A Republican commissioner on the Financial Crisis Inquiry Commission urged his colleagues to make sure the panel's conclusions would “not undermine” his party's efforts in the U.S. House to change or repeal the Dodd-Frank Act.
A Republican commissioner on the Financial Crisis Inquiry Commission urged his colleagues to make sure the panel's conclusions would “not undermine” his party's efforts in the U.S. House to change or repeal the Dodd-Frank Act, according to e-mails cited by congressional investigators.
Peter J. Wallison, an FCIC member and former Treasury Department official, sent the e-mails to two of his Republican colleagues on the commission in the days after Republicans won the House in November's elections, according to a report released today by Elijah Cummings, the senior Democrat on the House Oversight and Government Reform Committee.
“It's very important, I think, that what we say in our separate statements not undermine the ability of the new House GOP to modify or repeal Dodd-Frank,” Wallison wrote in a Nov. 3 e-mail to Republican Commissioner Douglas Holtz-Eakin.
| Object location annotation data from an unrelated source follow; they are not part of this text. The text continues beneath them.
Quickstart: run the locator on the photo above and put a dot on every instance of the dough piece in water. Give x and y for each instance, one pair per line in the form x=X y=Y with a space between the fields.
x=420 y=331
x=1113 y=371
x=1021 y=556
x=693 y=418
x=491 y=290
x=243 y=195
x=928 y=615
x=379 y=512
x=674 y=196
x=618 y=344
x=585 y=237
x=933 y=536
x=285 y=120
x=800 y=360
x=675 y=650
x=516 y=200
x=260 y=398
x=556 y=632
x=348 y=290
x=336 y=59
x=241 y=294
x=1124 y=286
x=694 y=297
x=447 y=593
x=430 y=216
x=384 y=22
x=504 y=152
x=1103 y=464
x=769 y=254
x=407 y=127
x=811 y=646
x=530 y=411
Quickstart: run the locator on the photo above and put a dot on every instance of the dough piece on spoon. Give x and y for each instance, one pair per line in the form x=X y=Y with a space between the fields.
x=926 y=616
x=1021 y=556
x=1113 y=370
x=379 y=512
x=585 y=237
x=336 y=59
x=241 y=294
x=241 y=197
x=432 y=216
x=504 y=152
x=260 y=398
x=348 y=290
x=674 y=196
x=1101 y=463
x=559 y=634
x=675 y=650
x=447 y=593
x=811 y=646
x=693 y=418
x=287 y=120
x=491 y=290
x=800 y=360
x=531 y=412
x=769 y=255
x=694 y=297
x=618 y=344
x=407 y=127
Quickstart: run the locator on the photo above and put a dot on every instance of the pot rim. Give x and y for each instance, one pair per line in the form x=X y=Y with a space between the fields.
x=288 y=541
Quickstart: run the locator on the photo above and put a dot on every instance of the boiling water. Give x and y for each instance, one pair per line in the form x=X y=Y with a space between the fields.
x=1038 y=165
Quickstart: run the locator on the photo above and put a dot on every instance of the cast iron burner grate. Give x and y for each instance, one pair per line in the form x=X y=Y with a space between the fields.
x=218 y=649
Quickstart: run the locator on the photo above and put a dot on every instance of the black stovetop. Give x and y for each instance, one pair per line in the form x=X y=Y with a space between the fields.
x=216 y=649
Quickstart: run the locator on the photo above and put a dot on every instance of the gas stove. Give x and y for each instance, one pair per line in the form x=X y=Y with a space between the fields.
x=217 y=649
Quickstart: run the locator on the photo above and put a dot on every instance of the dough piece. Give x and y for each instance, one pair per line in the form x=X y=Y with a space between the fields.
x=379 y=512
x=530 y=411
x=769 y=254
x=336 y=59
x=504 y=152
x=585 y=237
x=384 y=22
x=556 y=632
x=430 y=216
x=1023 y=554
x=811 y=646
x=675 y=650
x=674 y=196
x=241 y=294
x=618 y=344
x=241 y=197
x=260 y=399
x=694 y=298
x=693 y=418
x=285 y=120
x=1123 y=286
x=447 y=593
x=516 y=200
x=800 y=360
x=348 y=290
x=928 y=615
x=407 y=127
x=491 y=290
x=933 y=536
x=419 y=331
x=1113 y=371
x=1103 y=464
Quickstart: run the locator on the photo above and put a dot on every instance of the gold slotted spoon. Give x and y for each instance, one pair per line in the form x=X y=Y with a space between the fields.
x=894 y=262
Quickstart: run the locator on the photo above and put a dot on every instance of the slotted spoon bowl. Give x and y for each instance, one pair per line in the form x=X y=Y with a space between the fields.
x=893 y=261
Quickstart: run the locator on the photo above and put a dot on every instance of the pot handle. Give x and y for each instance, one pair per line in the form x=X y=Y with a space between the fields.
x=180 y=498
The report by Cummings, of Maryland, is drawn from more than “400,000 internal commission e-mails, memos and other documents” obtained by the House committee, according to a press release accompanying the report.
“The documents raise significant new questions about whether Republican commissioners geared their efforts on the commission toward helping House Republicans in their campaign to repeal the Dodd-Frank Act, rather than determining the facts that led to the financial crisis,” the report states.
Wallison, in a phone interview about the e-mails, said that he wanted his colleagues to understand it's always been the desire of the Republicans to repeal Dodd-Frank.
‘Simple as That'
“I was very disappointed that the other Republican commissioners were not going to support the position I was taking because I thought with a split among the Republicans, it would be less helpful in getting the Dodd-Frank Act repealed. It's as simple as that,” Wallison said.
The 10-member commission, charged by Congress with delving into the origins of the 2008 financial collapse, released split findings in January. While the Democratic majority pinned much of the blame on Wall Street firms and Washington regulators, Republican members issued two dissents that criticized Democrats for failing to uncover the actual causes of the crisis.
Representative Darrell Issa, a California Republican and chairman of the Oversight panel, pledged to look into the crisis commission's work to learn whether its final report was driven by politics or the misuse of taxpayer dollars. A hearing on the FCIC titled “What Went Wrong at the Financial Crisis Inquiry Commission” had been scheduled for today. Issa subsequently postponed the hearing.
‘Ethical Questions'
The investigation raises “a host of new ethical questions about Republican commissioners and staff, including evidence that they leaked confidential information to outside parties on multiple occasions,” the Cummings report said.
The report cites regular communications between an assistant to the commission's Republican vice chairman, Bill Thomas, and Alex Brill, an economic policy adviser at Pittsburgh-based Buchanan, Ingersoll and Rooney PC and the chief executive officer of Matrix Global Advisors, a political consulting firm.
The assistant, who was not named in the report, sent Brill “a draft outline of a preliminary investigative report prepared by committee staff” on San Francisco-based Wells Fargo & Co.'s acquisition of Wachovia Corp., according to the report. Brill also sought, and received, information on how the commission would treat New York-based Citigroup Inc. at a public hearing, the e-mails show.
Staff Memo
Brill, who worked for Thomas when he was chairman of the House Ways and Means Committee, did not immediately respond to a request for comment. Thomas also serves as a senior adviser at Buchanan, Ingersoll and Rooney.
The Democrats also cited a confidential staff memo analyzing housing data to commissioners that Wallison sent to Edward Pinto, a former chief credit officer at Fannie Mae and a fellow, along with Wallison, at the American Enterprise Institute.
Wallison, who told commissioners he had forwarded the memo, said today he thought Pinto should see it because it dealt directly with information Pinto had provided the commission.
“I wear it as a badge of honor,” Wallison said of the report issued by the Democrats. “Apparently they are so concerned about what I've been saying that they had to attack me.”